Nawaat : Vous avez crée l’Association Labo-Démocratique et vous poursuivez des actions inédites dans le domaine de la mémoire et du traitement des Archives de la police politique. Cette tâche est loin d’être facile, pouvez-vous nous parler de vos motivations ? ( d’ordre personnel de préférence-qu’est ce qui vous a poussé, vous personnellement, à entamer ce travail gigantesque avec votre équipe ?)

Notre travail consiste à créer le débat et faire des propositions sur des questions tournant autour de la notion de démocratie. Le thème de la mémoire et des archives et fichiers de police fait partie de notre domaine d’intervention.

Nous avons choisi ce thème car nous pensons que les services de renseignement ont été au cœur de la dictature. On ne peut avoir une démocratie si on ne crée pas des lois particulières relatives aux services de renseignement et leurs archives/fichiers. Dans le cas contraire, les futurs gouvernants utiliseront le même système mis en place par la dictature et deviendront des dictateurs.

Pour ce qui concerne mes motivations personnelles, je pense que c’est mon histoire familiale qui m’a poussé vers ce thème. Mon père, qui a passé toute sa vie à chercher la vérité sur l’assassinat de son père, Farhat Hached, m’a transmis la même soif de découvrir la vérité. Je sais combien il est important pour les familles de ceux qui ont perdu un proche à cause de l’agissement d’un Etat d’obtenir au moins reconnaissance.
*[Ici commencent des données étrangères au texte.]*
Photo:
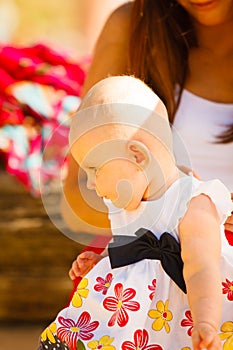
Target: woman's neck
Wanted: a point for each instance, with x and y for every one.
(215, 38)
(159, 185)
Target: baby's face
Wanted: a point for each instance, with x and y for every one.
(110, 170)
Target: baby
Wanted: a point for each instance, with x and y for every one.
(162, 285)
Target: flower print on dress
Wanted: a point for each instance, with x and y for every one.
(104, 343)
(141, 339)
(188, 322)
(119, 304)
(162, 316)
(228, 289)
(227, 333)
(152, 288)
(49, 332)
(103, 283)
(81, 292)
(71, 331)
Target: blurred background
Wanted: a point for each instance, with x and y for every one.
(45, 50)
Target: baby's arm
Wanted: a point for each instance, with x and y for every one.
(200, 249)
(84, 263)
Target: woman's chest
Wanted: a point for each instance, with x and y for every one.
(211, 75)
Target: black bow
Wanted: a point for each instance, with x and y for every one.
(126, 250)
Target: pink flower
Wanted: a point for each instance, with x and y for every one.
(152, 288)
(103, 283)
(141, 339)
(71, 331)
(228, 289)
(120, 304)
(188, 322)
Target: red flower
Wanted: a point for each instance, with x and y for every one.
(228, 289)
(141, 338)
(103, 283)
(70, 331)
(153, 288)
(120, 304)
(188, 322)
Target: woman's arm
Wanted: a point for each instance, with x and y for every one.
(200, 248)
(110, 58)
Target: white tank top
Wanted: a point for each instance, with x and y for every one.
(198, 122)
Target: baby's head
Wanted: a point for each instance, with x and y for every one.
(121, 126)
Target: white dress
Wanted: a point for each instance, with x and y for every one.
(139, 306)
(198, 123)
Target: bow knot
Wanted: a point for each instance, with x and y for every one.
(126, 250)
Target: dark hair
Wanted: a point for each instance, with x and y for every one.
(159, 54)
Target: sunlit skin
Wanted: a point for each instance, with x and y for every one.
(110, 169)
(209, 12)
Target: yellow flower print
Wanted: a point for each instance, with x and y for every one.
(162, 316)
(48, 333)
(104, 343)
(81, 292)
(227, 329)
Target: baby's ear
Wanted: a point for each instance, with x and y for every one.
(138, 152)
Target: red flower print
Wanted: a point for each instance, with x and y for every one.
(152, 288)
(120, 304)
(141, 339)
(103, 283)
(228, 289)
(188, 322)
(71, 331)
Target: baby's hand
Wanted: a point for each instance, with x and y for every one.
(204, 336)
(83, 264)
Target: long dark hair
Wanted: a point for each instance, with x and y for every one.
(159, 53)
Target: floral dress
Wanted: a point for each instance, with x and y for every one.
(140, 305)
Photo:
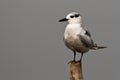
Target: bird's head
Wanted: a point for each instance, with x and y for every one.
(72, 17)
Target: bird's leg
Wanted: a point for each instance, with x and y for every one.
(74, 56)
(81, 57)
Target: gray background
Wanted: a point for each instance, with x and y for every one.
(31, 39)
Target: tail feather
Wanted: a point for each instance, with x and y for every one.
(98, 47)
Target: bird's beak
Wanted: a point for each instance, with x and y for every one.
(62, 20)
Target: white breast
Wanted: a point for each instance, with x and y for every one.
(72, 39)
(72, 30)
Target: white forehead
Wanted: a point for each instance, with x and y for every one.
(71, 14)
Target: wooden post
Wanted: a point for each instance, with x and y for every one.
(76, 70)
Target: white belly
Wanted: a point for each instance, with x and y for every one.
(73, 41)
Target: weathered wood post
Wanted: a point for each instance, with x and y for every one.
(76, 70)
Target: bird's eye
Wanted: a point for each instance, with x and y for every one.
(72, 16)
(77, 15)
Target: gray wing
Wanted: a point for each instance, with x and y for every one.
(86, 39)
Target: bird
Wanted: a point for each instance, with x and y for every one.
(76, 38)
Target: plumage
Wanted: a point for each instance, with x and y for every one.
(75, 37)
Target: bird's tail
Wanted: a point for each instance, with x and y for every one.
(95, 47)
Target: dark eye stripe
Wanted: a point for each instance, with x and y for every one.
(77, 15)
(72, 16)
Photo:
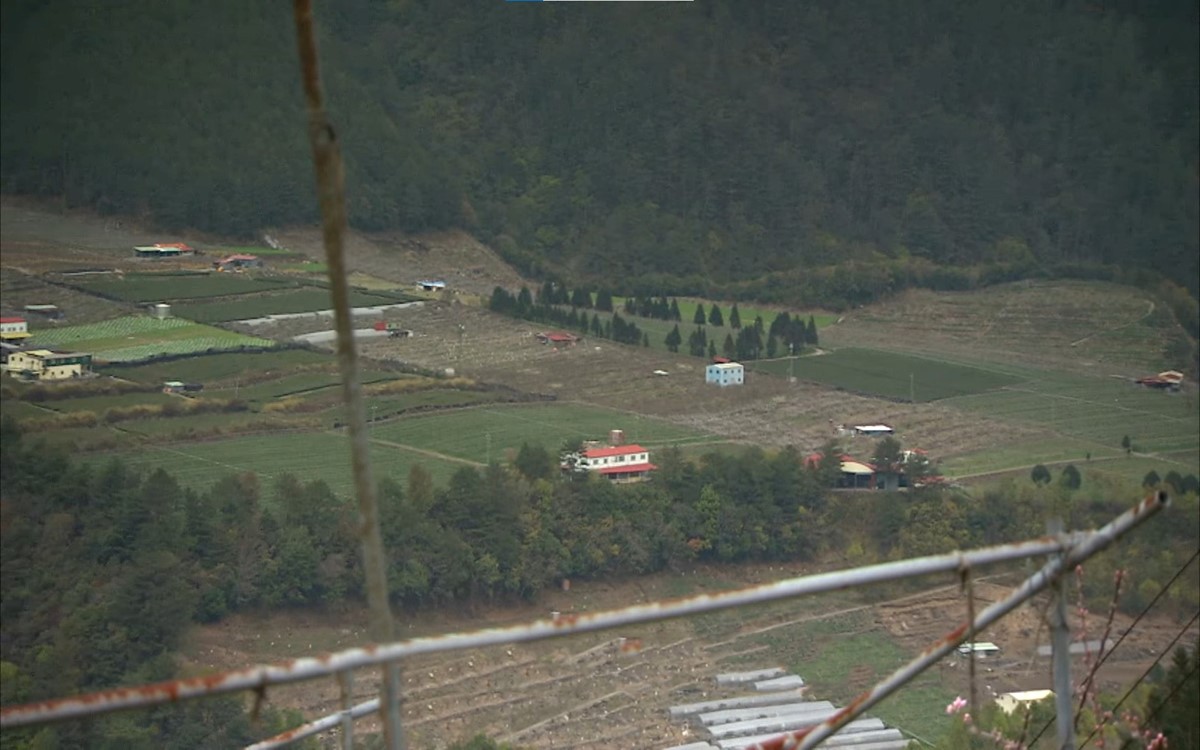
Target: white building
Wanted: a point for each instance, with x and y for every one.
(46, 365)
(725, 373)
(617, 463)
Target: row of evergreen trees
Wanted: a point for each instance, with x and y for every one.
(522, 305)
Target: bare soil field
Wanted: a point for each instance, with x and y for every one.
(454, 257)
(18, 289)
(767, 411)
(611, 689)
(1051, 323)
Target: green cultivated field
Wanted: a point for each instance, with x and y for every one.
(259, 306)
(166, 287)
(136, 337)
(888, 375)
(309, 456)
(213, 367)
(1096, 411)
(465, 433)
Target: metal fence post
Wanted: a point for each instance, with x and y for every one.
(1060, 643)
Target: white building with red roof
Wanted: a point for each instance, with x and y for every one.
(617, 463)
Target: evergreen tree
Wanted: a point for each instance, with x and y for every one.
(673, 339)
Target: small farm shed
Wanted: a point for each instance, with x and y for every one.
(237, 262)
(1009, 702)
(558, 339)
(46, 365)
(725, 373)
(46, 311)
(179, 387)
(13, 329)
(874, 430)
(163, 250)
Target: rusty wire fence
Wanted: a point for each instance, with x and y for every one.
(1063, 552)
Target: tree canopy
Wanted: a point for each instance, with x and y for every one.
(751, 138)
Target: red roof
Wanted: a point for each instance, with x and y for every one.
(628, 469)
(613, 450)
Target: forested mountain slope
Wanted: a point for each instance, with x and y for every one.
(714, 139)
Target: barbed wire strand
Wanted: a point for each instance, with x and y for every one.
(1144, 676)
(1133, 625)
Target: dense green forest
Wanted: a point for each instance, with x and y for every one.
(676, 147)
(103, 569)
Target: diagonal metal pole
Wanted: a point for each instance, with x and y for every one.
(331, 196)
(1060, 645)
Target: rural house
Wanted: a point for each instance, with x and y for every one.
(874, 431)
(163, 250)
(46, 365)
(13, 330)
(616, 462)
(725, 373)
(46, 311)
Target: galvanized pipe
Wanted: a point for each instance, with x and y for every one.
(299, 670)
(317, 726)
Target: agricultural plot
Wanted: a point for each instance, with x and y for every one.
(221, 366)
(143, 288)
(1098, 411)
(137, 337)
(291, 301)
(899, 377)
(489, 432)
(309, 456)
(1059, 323)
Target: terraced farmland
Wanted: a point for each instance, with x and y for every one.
(309, 456)
(143, 288)
(285, 303)
(137, 337)
(487, 432)
(888, 375)
(1059, 323)
(215, 367)
(1097, 411)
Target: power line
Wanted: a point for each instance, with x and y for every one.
(1123, 635)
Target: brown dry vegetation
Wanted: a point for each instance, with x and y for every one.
(1050, 323)
(588, 691)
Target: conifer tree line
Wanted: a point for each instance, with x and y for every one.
(105, 567)
(757, 145)
(787, 335)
Sur le site du festival de la mémoire qui aura lieu à Tunis du 6 au 8 décembre, on trouve le programme en intégralité. Vous m’avez parlé de votre souci de diversité des invités, pouvez-vous en dire plus à nos lecteurs ? Et pourquoi êtes-vous sourcilleuse sur ce point ?
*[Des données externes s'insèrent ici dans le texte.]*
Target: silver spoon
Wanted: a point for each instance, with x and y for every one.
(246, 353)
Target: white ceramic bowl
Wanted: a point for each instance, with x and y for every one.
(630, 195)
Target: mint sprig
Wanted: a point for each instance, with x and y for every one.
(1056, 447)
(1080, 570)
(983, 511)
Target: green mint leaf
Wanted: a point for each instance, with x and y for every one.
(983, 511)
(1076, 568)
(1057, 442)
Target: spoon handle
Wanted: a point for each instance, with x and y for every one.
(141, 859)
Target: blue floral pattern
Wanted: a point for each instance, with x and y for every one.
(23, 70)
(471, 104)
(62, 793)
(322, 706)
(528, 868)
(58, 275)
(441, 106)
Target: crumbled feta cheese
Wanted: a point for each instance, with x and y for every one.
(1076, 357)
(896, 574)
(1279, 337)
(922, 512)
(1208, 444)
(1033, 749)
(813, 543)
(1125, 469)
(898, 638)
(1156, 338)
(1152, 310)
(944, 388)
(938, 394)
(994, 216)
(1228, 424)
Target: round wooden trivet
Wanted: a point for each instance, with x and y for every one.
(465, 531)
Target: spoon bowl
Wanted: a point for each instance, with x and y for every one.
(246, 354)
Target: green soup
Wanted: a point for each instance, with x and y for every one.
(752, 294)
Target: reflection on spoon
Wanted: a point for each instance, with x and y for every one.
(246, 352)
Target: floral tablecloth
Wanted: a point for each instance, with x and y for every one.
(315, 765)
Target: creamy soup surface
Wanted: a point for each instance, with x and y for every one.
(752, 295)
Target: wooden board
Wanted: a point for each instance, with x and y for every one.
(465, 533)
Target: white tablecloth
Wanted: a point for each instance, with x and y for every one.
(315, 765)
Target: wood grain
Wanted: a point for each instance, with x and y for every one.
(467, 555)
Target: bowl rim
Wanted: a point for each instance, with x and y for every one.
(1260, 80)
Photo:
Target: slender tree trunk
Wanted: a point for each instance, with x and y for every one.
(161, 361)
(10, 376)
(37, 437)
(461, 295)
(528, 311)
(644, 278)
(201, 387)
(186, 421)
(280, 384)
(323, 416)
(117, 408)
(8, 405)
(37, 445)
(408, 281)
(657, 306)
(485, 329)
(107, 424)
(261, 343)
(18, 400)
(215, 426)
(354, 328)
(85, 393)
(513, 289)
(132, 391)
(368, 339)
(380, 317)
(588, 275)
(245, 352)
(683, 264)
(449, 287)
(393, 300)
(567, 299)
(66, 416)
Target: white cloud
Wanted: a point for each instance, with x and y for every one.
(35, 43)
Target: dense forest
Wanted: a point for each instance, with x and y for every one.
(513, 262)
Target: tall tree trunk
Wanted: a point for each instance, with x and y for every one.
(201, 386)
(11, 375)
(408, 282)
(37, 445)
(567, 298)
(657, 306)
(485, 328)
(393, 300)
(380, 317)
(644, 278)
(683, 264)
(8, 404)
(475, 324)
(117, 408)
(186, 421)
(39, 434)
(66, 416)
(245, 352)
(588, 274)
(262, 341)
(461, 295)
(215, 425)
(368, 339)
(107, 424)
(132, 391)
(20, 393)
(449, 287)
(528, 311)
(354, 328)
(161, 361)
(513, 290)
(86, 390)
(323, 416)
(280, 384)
La question de la mémoire touche tous les citoyens. Elle ne doit pas être instrumentalisée. Sinon, elle peut engendrer une division profonde de la société, ou un retour à la dictature. Nous souhaitons, en tant que membres de la société civile que toutes les sensibilités s’expriment lors de notre festival pour que les débats soient les plus riches possibles, dans la sérénité.

Le rôle de la société civile est de s’intéresser aux hommes et aux femmes et non pas à aux idées partisanes. Elle doit être une courroie de transmission entre la société d’une part et les gouvernants d’autre part. Dans ce cadre, elle se doit de rester neutre et d’être à l’écoute de toutes les sensibilités politiques.